Closed bw4sz closed 6 years ago
You can directly use the consensus functions (e.g. majority_voting
, k_modes
). Based on the figure, you can arrange the cluster assignments into the following structure and then apply the ensembles:
library(diceR)
library(tidyverse)
algorithm1 <- list(c(1, 2, 3), c(4, 5, 6), c(7, 8, 9, 10))
algorithm2 <- list(c(1, 2, 3), c(4, 6), c(5, 7, 8, 9, 10))
algorithm3 <- list(c(1, 2, 3), c(4, 6), c(5, 7, 8), c(9, 10))
pts <- seq_len(10)
res <- list(algorithm1, algorithm2, algorithm3) %>%
set_names(paste0("alg", seq_along(.))) %>%
map_df(function(a) {
map_int(pts, function(i)
which(map_lgl(a, ~ i %in% .)))
}) %>%
as.matrix()
majority_voting(res, is.relabelled = FALSE)
k_modes(res, is.relabelled = FALSE)
LCE(as.matrix(res), k = 4)
Thank you! I think this will be a helpful example for others.

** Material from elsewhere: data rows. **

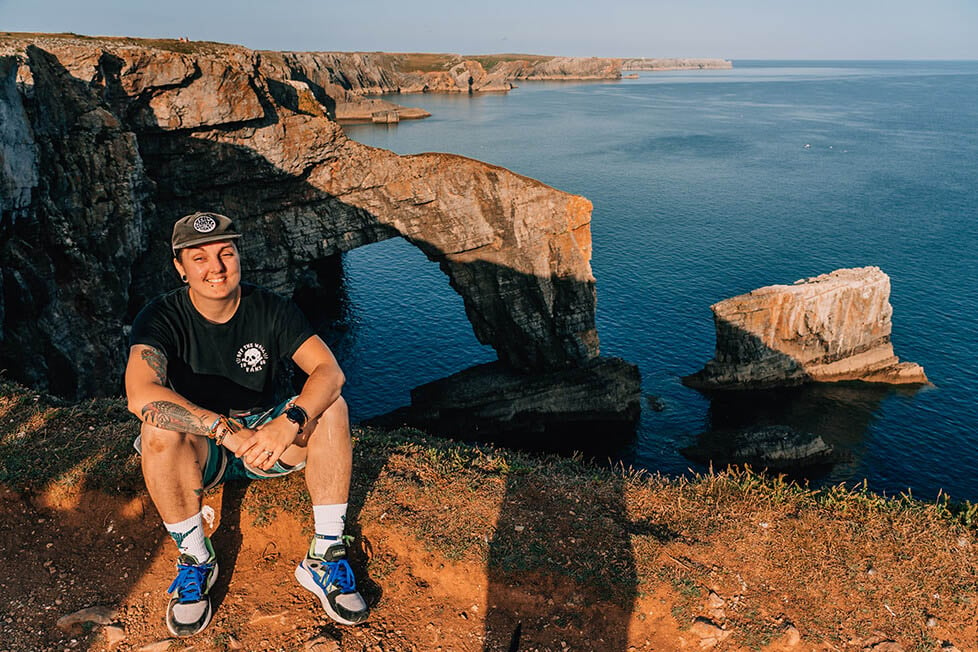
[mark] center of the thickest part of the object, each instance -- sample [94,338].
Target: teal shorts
[223,466]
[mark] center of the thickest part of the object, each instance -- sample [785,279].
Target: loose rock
[100,615]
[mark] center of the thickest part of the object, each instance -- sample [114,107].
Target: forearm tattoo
[171,416]
[157,362]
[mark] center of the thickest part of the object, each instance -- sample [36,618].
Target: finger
[268,459]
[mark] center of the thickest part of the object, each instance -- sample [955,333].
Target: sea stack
[830,328]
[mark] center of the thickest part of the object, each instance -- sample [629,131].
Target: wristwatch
[296,415]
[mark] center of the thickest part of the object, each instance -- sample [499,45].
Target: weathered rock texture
[341,80]
[106,142]
[832,327]
[676,64]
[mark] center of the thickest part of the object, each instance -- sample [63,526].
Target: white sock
[189,536]
[330,521]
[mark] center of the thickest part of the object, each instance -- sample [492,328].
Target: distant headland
[352,76]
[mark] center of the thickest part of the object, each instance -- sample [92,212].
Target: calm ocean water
[706,185]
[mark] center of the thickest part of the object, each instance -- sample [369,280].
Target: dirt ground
[97,550]
[67,552]
[475,549]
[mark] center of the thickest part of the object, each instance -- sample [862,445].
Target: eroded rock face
[109,143]
[833,327]
[591,408]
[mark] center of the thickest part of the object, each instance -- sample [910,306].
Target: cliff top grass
[70,38]
[840,564]
[405,62]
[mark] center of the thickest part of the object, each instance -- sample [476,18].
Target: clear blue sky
[737,29]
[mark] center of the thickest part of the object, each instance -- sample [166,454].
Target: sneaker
[189,612]
[331,579]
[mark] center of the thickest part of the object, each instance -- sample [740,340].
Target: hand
[263,448]
[235,440]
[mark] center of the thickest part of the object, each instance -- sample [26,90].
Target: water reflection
[804,418]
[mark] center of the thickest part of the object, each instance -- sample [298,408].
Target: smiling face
[213,270]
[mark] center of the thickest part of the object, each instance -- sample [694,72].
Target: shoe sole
[210,609]
[305,578]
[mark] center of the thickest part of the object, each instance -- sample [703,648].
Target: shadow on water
[838,414]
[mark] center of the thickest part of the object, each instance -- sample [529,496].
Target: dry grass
[840,564]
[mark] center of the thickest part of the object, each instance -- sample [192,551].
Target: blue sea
[705,185]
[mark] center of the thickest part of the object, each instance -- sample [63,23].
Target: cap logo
[205,224]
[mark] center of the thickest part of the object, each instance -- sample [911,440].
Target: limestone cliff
[832,327]
[675,64]
[105,142]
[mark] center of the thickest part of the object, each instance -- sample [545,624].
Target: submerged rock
[775,448]
[834,327]
[591,403]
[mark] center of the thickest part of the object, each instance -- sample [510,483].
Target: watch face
[296,415]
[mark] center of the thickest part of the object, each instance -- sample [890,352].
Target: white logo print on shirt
[252,357]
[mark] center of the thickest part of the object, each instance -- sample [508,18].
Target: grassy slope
[839,564]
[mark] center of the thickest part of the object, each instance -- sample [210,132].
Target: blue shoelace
[341,575]
[190,582]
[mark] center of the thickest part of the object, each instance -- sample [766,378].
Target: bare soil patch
[460,548]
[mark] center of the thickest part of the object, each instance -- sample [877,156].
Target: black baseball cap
[201,228]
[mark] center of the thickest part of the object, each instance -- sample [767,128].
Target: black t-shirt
[222,367]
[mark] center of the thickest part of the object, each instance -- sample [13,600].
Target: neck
[217,311]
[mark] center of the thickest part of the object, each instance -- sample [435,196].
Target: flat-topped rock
[833,327]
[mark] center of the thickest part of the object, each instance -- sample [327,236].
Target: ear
[180,270]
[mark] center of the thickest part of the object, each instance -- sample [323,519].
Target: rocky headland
[348,78]
[675,64]
[105,142]
[833,327]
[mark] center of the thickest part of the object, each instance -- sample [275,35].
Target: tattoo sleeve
[171,416]
[157,362]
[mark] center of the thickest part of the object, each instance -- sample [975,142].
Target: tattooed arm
[155,403]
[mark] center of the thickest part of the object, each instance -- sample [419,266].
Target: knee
[333,423]
[338,411]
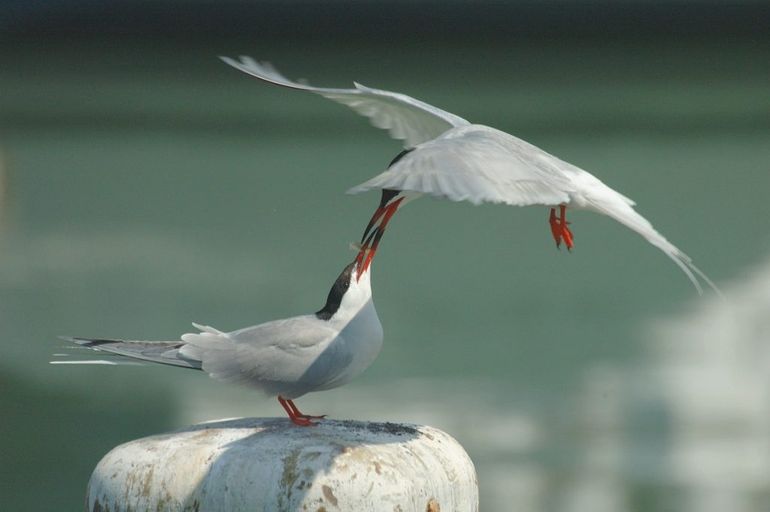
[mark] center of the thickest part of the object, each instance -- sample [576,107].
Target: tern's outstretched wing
[404,117]
[481,165]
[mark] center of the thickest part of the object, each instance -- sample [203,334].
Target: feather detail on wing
[404,117]
[266,356]
[477,164]
[626,215]
[163,352]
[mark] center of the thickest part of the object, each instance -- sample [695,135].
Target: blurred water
[143,194]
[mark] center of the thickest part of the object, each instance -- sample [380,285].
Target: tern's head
[349,293]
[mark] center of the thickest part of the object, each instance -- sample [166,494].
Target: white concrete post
[271,465]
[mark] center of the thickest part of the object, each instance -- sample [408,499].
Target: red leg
[555,227]
[295,416]
[306,416]
[560,227]
[565,231]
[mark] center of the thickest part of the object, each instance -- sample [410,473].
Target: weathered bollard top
[270,464]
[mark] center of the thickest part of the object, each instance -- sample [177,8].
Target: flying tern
[446,156]
[283,358]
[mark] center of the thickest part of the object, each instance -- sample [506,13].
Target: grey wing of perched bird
[163,352]
[282,356]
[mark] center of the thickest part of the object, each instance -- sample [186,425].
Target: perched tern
[447,156]
[283,358]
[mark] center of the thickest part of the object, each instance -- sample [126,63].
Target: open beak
[373,234]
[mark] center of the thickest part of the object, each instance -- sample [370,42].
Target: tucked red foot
[560,227]
[296,417]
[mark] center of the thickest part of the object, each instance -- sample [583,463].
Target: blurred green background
[146,185]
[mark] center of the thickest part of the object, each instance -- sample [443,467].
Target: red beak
[371,238]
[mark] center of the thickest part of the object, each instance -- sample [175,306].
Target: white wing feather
[272,356]
[404,117]
[626,215]
[478,164]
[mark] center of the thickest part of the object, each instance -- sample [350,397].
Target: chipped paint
[266,464]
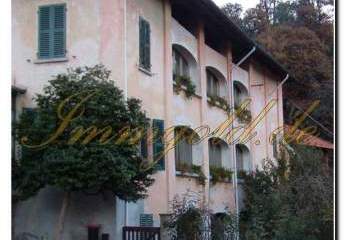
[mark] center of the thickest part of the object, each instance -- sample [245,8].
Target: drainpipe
[125,46]
[247,56]
[233,151]
[233,145]
[125,78]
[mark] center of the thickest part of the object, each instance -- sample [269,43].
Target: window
[242,158]
[146,220]
[158,143]
[215,153]
[240,94]
[52,31]
[144,44]
[237,92]
[180,65]
[183,148]
[275,145]
[212,84]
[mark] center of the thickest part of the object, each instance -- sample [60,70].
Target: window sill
[144,70]
[220,181]
[51,60]
[186,174]
[184,89]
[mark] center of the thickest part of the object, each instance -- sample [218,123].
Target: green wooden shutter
[59,41]
[44,38]
[143,146]
[147,46]
[146,220]
[52,31]
[158,143]
[144,44]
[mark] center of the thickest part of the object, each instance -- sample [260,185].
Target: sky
[245,3]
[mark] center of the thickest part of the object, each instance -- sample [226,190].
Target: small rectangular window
[215,154]
[146,220]
[52,31]
[183,150]
[144,44]
[158,143]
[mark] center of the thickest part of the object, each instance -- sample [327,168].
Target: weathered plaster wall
[95,34]
[39,215]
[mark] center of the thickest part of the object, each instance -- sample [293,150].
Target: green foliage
[219,102]
[188,225]
[184,83]
[220,174]
[299,34]
[244,116]
[289,200]
[191,218]
[191,168]
[92,167]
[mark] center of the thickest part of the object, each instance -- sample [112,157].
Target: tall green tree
[92,153]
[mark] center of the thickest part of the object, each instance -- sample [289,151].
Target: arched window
[212,84]
[215,152]
[240,93]
[184,140]
[180,65]
[243,158]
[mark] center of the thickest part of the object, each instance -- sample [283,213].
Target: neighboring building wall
[96,33]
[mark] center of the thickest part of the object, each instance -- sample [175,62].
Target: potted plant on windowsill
[184,83]
[219,102]
[192,170]
[243,115]
[220,174]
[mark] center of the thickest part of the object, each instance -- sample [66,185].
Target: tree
[233,11]
[292,199]
[93,153]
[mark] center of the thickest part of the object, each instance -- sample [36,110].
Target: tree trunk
[61,221]
[13,213]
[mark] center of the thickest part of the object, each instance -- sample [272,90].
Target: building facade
[155,49]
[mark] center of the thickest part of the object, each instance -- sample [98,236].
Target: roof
[210,11]
[311,140]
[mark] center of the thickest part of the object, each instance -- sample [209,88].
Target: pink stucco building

I was recommended to check out this package after posting on SO. I'm wondering if you believe this is the right tool for my problem. It might make a useful case-study, i'm happy to provide a .Rmd if needed.
Short Explanation with toy reproducible code
Consider a set of points with indices 1 to 10. We are interested in assigning each value to a mutually exclusive cluster. Multiple clustering methods have already been applied to the data. The results are below.
How can I use your consensus cluster methods to perform majority rule (or any of the other nicely implemented) voting schemes in this package? It seems that the, understandable, goal of the package is to take raw data, perform distance metrics on them, and clustering tools, and the ensembling. Can a user just perform the last steps? My clustering methods are not the kind which can be implemented here (I can explain in more detail if needed). The actual use case is in 3d lidar point cloud clustering for tree segmentation. The point cloud contains millions of points.